Consolidating Multiple Programs into One Entity

A consolidated entity is one that runs multiple chapters, multiple parishes, multiple schools, multiples hospitals, etc. out of one entity.  This approach can work well for organizations that have a higher tolerance for risk and place a premium on efficiency. With enough insurance and a good risk management program, a board may be able to get comfortable with this structure. However, organizations that hold all of their assets and programs in one consolidated entity run a substantial risk that a devastating claim could bring down the entire entity and all of its programs.

Organizations working with children or other vulnerable populations should think carefully before adopting this structure due to the increased risk associated with their activities. The Catholic Church learned this the hard way when a number of Catholic Diocese, which consolidated parishes and churches into one entity, were forced into bankruptcy.

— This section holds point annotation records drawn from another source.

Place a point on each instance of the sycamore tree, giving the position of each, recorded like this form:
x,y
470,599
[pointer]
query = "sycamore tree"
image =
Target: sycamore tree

Consolidated companies also run regulatory risk. For example, if a nonprofit runs all of its programs out of one entity and that entity loses some sort of government approval (tax-exempt status, authority to operate a charter school, etc.) it can impact all of the organization’s programs instead of only the one that made a mistake.

Bottom-line

In my experience, anytime a corporate structure created without extensive client input is introduced to actual clients with real wants, needs, cultures, management styles, etc. the proposed structure has to be modified and adjusted until it addresses their needs – often ending up looking very little like the initial proposal. Nonprofits should hold out for the structure that best meets their needs and not succumb to the lure of pre-packaged plans.